Mardiyati menambahkan, keunggulan lain panel antipeluru serat rami itu adalah mengusung konsep material hijau yang sedang digaungkan. Di beberapa negara Eropa, penggunaan material ini mulai diminati dan mendapat pengurangan pajak karena dianggap lebih ramah lingkungan.
Penggunaan
Riset itu juga melibatkan peneliti lain, salah satunya Onny Aulia Rachman, lulusan Program Studi Magister Ilmu dan Teknik Material ITB tahun 2021. Menurut dia, selain rami, serat lain juga berpotensi dikembangkan menjadi materi antibalistik, salah satunya alga Cladophora.
“Ini sudah menjadi serat balistik yang menyamai Kevlar (material antibalistik komersial). Selain itu, ada juga serat Sansevieria,” ujarnya.
Serat-serat alam lainnya juga dapat dipakai untuk memenuhi kebutuhan produk pertahanan. Namun, terlebih dahulu harus diteliti karakter seratnya dan direkayasa dengan bahan lain untuk memenuhi standar spesifikasi tertentu.
“Ditelaah dengan pendekatan ilmu material. Jadi, tidak langsung diambil dari alam terus langsung diaplikasikan menjadi produk,” jelasnya.
Panel tersebut diproyeksikan menjadi pelapis antipeluru kendaraan, salah satunya, kapal patroli maritim.

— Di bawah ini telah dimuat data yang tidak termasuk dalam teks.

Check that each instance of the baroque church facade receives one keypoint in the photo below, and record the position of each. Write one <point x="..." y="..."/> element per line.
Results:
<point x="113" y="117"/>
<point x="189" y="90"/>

Panel dibutuhkan untuk melindungi area krusial dari tembakan senjata musuh seperti ruang kemudi, lambung, dan mesin.
Akan tetapi, fungsinya dapat disesuaikan dengan kebutuhan penggunanya. “Bisa juga untuk pelapis antipeluru di bangunan (dinding),” ujar Aulia.
Keanekaragaman serat alam menjadi modal berharga untuk berkarya menghasilkan produk di berbagai bidang, termasuk pertahanan. Dengan inovasi, pemanfaatannya dapat mengurangi ketergantungan terhadap produk asing sekaligus mendorong kemandirian bangsa.